Deux sociétés signent des accords de coopération puis un accord d'investissement, portant sur 17,5 % des titres d'une filiale de l'une d'elles. Il est convenu de procéder à un audit en vue de l'acquisition des 82,5 % restant du capital de cette filiale. Cinq ans plus tard, la société qui envisageait d'acquérir la filiale met fin à l'audit en raison de ses difficultés financières. Mais juste après, les sociétés du groupe auquel appartenait la filiale auditée sont placées en liquidation judiciaire. La société qui envisageait initialement l'acquisition présente alors une offre de reprise, acceptée par le tribunal de commerce. La société mère du groupe placé en liquidation estime qu'elle a été victime de manœuvres frauduleuses car l'offre présentée était à bas prix et porte plainte. Le dirigeant de la société candidate à l'acquisition est mis en examen, notamment pour abus de confiance.

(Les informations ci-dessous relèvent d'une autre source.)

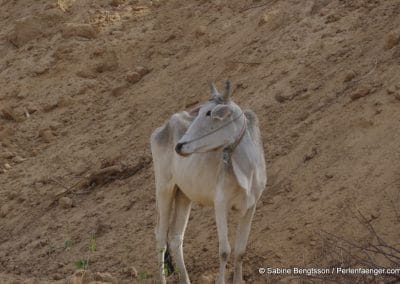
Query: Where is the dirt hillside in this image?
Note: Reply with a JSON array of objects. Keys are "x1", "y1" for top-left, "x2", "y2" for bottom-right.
[{"x1": 0, "y1": 0, "x2": 400, "y2": 283}]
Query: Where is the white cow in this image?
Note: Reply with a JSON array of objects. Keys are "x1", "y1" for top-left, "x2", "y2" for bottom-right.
[{"x1": 151, "y1": 81, "x2": 267, "y2": 283}]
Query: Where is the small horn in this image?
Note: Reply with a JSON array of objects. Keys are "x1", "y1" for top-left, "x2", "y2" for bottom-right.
[{"x1": 222, "y1": 80, "x2": 232, "y2": 101}]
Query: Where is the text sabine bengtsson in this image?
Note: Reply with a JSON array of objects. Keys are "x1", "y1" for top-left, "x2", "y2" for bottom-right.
[{"x1": 258, "y1": 267, "x2": 400, "y2": 276}]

La Cour de cassation juge que le délit d'abus de confiance peut s'appliquer en cas de détournement d'informations divulguées au cours d'un audit de pré-acquisition (due diligences). Ces informations constituent un bien immatériel susceptible de détournement au sens de l'article 314-1 du Code pénal. Cependant, en l'espèce, les informations n'ont pas été détournées puisqu'elles ont bien été utilisées pour le but dans lequel elles avaient été remises, à savoir une acquisition des actifs de la société. La mise en examen est donc annulée.
A noter :
Le fait de détourner un bien quelconque, confié pour en faire un usage déterminé, caractérise le délit d'abus de confiance (C. pén. art. 314-1). Il a déjà été jugé que le bien détourné peut être immatériel, du moment qu'il peut faire l'objet d'une appropriation ; tel est le cas d'informations relatives à la clientèle d'une société (Cass. crim. 22-3-2017 n° 15-85.929 F-PB : BRDA 12/17 inf. 25). Mais c'est la première fois à notre connaissance que les tribunaux se prononcent sur des informations échangées par deux sociétés lors d'un audit.
On remarquera que les juges n'ont pas retenu l'argument de la partie civile, selon lequel l'information confiée lors de l'audit ne pouvait être utilisée que pour le projet initial d'acquisition, mais pas pour l'offre de reprise. A noter enfin que d'autres candidats repreneurs ont défendu, en vain devant le juge pénal, que la société qui détenait les informations en vertu des due diligences avait été avantagée par rapport à elles, ces informations économiques et financières lui ayant permis de proposer en un temps record des offres ciblées.